I would not wear a mask, that doesn't do much, but we should take extra steps towards hygiene. When did you last see the handles of supermarket trolleys being cleaned? I have never seen that. Those are transmission routes.

We should also change our own behaviour. If we hold a COVID-19 patient, touch them, come in contact with them, with their droplets, come into contact with the pathogen, that is not dangerous – so long as we do not put our hands in our mouth or nose.

This virus does not penetrate the skin, as deadly viruses such as Ebola do. No, we have actively to get it on our own mucous membranes.

[Interviewer] You are no prophet but an immunologist, how bad will it get and when will it be over, on the basis of what you know?

[Hockertz] Looking at the virus aspects, we shall get through this pandemic just as we have got through every other influenza pandemic. After about two to three months we shall have achieved an infection level of around 60% of the population. The virus, simply because of the general immunity of the populace, cannot spread any further. This is natural process that we also see with influenza.

However, viruses are continually changing their surface. They have 'learned' during their evolution that only a mutation will allow them to continue to infect hosts. Without mutations these viruses would just die out.

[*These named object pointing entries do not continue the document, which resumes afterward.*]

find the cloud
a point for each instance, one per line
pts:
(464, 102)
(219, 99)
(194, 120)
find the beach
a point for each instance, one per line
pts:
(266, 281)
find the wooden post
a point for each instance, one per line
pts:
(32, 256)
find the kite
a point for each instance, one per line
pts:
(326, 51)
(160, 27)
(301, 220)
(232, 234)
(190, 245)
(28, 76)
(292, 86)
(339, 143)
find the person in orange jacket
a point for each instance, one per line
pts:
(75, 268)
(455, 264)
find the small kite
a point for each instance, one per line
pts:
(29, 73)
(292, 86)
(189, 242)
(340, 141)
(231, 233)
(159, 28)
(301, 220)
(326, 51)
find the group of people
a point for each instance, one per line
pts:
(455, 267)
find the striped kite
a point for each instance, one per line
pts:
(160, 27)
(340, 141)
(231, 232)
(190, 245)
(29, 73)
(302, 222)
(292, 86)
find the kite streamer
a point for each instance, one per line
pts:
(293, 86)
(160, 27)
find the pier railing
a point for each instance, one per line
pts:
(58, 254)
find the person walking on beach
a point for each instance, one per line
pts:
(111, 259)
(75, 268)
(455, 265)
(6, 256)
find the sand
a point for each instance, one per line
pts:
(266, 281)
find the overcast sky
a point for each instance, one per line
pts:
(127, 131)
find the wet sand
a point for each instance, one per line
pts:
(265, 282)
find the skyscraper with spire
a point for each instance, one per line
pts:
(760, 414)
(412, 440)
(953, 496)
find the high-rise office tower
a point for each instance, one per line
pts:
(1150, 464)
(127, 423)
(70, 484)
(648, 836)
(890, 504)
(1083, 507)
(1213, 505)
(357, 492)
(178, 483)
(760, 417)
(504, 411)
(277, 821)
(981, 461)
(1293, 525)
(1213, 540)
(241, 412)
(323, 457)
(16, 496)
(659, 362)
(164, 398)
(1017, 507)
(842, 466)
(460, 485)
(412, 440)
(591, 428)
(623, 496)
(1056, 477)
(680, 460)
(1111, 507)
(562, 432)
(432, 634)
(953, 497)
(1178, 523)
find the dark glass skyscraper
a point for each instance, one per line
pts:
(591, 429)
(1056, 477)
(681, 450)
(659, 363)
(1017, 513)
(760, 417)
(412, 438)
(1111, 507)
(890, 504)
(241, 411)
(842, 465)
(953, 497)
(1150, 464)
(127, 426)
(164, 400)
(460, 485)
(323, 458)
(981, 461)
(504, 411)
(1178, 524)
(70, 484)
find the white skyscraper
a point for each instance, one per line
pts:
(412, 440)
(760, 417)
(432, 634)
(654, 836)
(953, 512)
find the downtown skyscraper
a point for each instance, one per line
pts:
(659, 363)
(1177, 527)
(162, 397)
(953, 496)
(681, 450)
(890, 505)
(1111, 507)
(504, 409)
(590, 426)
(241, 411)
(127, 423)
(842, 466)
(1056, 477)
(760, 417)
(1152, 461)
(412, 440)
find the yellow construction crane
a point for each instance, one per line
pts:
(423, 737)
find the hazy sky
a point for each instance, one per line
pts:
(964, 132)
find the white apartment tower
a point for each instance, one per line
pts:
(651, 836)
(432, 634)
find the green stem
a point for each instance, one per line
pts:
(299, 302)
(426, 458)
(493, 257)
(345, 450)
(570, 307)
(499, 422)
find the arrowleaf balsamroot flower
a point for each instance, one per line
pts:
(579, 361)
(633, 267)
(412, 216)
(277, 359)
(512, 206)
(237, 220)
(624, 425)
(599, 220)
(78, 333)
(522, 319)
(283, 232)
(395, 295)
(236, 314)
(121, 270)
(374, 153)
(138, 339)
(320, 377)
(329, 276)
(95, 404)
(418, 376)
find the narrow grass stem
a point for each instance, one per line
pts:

That's the virus aspect of the matter. But what happens to our social peace, what collateral damage will have been caused, for which politicians will have to be held responsible because of their disproportionate and immoderate reaction, that will require many, many years and cause discontent and unhappiness in the populace.

I said very early, and that is an important statement: it is not the virus that makes us ill, it is the fear that makes us ill.

English translation ©Figures of Speech [Reproduction only with a link to this page]. Corrected 27.03.2020: A few minor typos removed.